First up on the American Jobs Act is Obama’s plan to implement tax cuts for small businesses. This would involve cutting in half the taxes paid by businesses on their first 5 million USD in payroll. This would benefit most American companies since roughly 98% of firms have payrolls below 5 million USD. Aside from that, firms that increase their payroll either by adding new workers or increasing the salary of their current workers will enjoy a complete payroll tax holiday.

Obama also wants to encourage more Americans to return to the workforce. He plans to do this by giving tax credits to companies that hire unemployed veterans and by preventing layoffs of teachers, cops, and firefighters. He also laid out his plans to rebuild and modernize America’s infrastructures, effectively resulting in hiring more workers.

Another part of the bill is Obama’s proposal to reform unemployment insurance. He plans to allow states to use unemployment insurance funds for programs such as work-sharing, voluntary on-the-job training, and entrepreneurship opportunities, and subsidized employment for the youth. On top of all those, he wants to expand the payroll tax cut implemented last year to 2012.

However, despite these awesome proposals, there are still those who remain unimpressed.

Perhaps the biggest flaw that naysayers have pointed out is that it’s nothing more than a short-term plan. They criticize the Jobs Act for not addressing the important issues that hamper economic growth. Specifically, it doesn’t say much about reviving the housing sector, nor does it present ways for the U.S. to cope with Europe’s financial crisis.

There’s also the hefty price tag that comes along with the stimulus plan which amounts to a whopping 447 billion USD. It’s no secret that the U.S. has a burgeoning budget deficit and some analysts are worried that it may take the Treasury Department about ten years to earn all that money. Heck, there are even those who say that the plan may lead to another debt ceiling increase!

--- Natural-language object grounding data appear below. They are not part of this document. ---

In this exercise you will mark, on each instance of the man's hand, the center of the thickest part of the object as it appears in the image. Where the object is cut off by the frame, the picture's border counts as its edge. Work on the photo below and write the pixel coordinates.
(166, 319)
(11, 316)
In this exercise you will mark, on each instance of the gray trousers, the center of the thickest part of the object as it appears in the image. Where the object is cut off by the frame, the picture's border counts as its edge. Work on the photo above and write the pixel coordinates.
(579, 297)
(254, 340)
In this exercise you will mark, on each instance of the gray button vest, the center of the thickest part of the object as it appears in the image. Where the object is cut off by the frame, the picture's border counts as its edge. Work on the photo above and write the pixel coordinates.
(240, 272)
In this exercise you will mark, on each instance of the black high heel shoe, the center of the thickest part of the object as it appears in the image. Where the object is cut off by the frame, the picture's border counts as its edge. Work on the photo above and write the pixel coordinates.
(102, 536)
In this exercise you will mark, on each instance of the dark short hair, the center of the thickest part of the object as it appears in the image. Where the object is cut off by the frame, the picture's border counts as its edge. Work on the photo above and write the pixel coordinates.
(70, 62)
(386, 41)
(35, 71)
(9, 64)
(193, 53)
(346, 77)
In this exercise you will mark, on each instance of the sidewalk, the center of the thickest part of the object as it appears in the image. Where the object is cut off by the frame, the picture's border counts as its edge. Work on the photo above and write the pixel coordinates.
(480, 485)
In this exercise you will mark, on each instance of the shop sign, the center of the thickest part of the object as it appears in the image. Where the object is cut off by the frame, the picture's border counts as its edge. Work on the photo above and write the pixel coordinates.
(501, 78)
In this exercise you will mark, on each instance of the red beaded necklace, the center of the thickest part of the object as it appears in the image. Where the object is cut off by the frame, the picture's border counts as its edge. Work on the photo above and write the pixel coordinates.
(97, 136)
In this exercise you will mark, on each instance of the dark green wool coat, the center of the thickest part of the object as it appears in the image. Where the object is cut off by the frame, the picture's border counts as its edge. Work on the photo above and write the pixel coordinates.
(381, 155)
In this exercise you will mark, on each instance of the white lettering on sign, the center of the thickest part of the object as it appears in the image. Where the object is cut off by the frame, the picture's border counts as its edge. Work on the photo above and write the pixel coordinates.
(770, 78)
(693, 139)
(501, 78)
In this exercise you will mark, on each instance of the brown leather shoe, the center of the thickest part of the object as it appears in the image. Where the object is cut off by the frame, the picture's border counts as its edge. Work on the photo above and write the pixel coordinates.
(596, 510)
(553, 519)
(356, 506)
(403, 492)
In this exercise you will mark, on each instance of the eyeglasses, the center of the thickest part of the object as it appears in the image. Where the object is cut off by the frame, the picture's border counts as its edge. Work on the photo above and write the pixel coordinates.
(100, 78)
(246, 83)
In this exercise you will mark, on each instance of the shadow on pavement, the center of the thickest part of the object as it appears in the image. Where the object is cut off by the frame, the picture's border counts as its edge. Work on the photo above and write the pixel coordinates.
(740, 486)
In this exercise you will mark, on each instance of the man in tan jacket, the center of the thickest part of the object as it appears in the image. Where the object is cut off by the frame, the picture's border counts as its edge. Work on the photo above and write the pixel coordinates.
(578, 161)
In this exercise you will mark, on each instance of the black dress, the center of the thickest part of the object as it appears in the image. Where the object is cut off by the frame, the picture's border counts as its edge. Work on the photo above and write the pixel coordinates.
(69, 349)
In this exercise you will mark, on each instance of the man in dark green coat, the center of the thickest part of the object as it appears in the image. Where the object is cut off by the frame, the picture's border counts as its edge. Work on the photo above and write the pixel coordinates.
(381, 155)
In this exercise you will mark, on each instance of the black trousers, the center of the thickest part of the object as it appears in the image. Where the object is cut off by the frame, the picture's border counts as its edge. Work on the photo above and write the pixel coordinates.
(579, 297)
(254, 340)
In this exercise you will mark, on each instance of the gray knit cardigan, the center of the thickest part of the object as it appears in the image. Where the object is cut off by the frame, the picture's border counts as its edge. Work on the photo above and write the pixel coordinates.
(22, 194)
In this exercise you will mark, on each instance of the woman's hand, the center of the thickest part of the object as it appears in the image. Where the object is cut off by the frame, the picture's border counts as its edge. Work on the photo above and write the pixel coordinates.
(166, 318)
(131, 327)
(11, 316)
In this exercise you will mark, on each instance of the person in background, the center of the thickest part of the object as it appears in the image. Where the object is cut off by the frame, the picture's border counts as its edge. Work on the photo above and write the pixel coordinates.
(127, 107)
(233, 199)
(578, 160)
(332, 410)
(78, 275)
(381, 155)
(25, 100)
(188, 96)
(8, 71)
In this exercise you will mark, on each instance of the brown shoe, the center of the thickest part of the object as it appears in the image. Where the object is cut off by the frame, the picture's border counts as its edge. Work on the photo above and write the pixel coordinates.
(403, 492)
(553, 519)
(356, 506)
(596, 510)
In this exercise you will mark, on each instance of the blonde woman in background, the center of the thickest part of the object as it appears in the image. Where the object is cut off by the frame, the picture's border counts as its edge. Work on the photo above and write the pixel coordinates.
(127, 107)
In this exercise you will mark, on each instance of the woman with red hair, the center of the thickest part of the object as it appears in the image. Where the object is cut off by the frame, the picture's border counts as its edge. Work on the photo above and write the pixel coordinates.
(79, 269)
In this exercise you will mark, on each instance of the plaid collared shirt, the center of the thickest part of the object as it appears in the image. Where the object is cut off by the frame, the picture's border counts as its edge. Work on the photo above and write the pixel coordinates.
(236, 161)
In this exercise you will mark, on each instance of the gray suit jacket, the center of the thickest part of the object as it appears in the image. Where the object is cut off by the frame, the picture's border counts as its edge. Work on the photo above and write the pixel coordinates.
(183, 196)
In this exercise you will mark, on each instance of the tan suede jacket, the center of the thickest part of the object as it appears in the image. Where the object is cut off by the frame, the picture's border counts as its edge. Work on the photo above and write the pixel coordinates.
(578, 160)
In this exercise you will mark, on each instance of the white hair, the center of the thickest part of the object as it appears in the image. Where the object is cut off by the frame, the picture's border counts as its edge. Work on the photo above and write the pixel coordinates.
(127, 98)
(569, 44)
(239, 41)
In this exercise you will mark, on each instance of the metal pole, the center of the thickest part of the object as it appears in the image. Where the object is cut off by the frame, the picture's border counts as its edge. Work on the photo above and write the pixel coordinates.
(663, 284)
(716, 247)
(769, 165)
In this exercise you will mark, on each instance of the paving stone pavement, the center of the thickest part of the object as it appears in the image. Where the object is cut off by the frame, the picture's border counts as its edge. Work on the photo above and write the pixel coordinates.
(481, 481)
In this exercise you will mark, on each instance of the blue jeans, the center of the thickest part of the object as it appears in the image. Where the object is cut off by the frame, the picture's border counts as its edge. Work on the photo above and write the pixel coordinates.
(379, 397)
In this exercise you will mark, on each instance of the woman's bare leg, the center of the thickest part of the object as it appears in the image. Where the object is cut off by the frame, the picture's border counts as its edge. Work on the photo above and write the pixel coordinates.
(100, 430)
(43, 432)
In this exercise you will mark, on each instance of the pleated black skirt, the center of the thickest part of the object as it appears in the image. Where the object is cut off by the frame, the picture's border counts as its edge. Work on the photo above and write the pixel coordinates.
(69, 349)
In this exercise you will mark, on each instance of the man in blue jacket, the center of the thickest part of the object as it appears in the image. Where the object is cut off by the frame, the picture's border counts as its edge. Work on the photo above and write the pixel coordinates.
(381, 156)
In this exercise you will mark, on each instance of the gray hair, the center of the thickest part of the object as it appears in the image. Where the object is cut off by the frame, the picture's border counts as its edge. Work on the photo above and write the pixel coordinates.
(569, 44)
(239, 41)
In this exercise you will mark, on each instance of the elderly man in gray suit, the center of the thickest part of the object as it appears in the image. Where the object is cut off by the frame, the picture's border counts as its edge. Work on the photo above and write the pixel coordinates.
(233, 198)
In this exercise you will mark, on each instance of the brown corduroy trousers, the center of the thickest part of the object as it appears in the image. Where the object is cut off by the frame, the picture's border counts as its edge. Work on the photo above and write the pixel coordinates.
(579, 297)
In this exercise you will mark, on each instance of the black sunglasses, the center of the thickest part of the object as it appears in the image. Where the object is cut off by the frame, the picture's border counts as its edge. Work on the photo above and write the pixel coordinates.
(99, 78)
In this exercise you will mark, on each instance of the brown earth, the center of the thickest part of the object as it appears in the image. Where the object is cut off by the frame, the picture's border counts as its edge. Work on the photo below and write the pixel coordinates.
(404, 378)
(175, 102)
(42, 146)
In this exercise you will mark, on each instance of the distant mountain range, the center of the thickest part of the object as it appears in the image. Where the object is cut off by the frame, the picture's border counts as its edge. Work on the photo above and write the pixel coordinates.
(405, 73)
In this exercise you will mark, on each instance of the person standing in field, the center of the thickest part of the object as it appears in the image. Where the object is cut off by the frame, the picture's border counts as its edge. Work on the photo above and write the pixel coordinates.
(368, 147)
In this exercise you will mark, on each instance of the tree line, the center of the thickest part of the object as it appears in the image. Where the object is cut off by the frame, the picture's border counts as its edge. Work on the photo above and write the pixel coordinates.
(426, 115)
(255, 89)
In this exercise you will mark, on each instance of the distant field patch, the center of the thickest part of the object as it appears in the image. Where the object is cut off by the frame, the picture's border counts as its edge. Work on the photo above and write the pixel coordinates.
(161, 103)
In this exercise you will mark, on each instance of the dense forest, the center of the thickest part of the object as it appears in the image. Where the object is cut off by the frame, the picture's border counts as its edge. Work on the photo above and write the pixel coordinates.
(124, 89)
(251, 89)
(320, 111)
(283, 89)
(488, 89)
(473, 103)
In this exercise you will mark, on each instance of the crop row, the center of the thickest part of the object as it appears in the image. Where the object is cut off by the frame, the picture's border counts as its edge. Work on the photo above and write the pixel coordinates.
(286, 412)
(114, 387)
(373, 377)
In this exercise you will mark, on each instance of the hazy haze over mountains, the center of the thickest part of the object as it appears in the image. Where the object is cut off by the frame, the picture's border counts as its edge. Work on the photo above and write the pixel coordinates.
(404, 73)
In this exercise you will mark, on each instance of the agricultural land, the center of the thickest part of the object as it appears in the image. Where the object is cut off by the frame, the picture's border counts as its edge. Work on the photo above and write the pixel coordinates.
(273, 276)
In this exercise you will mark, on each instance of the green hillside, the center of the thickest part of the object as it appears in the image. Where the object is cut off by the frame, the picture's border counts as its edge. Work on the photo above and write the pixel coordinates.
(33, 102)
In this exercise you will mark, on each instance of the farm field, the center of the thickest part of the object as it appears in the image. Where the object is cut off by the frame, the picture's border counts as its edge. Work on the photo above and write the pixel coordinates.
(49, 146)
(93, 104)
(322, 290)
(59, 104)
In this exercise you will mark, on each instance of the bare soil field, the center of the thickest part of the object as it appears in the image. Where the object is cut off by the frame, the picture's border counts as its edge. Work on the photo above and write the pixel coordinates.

But of course, President Obama is smart enough not to let that happen. After all, he insisted a few months ago that the Treasury should stop hiking the debt ceiling. So where does he plan to get all that money from?

Well, let’s just say that Mr. President plans to make the big ballers fund the jobs plan. By clamping down on the tax breaks of individuals earning more than 250,000 USD per year, oil companies, and corporate jet owners, the government hopes that it could save up to over 400 billion USD.

Taxes on profits of private equity executives, hedge fund managers, and property investors will also be implemented to generate revenue and cover the remainder of the expenses.

To be perfectly honest, I’m not entirely head over heels for Obama’s plan. Sure, according to estimates, the Jobs Act would boost GDP by 1.3% in 2012 and would translate to 1.3 million people getting jobs. However, come 2013, it would only add a measly 0.2% to economic growth.

Looking at the glass half full rather than half empty though, we have to acknowledge that it is a start. After all, there isn’t a fast and fail-proof way to reinvigorate a struggling economy. Who knows, President Obama’s plan may just do the trick and get the labor market back on track.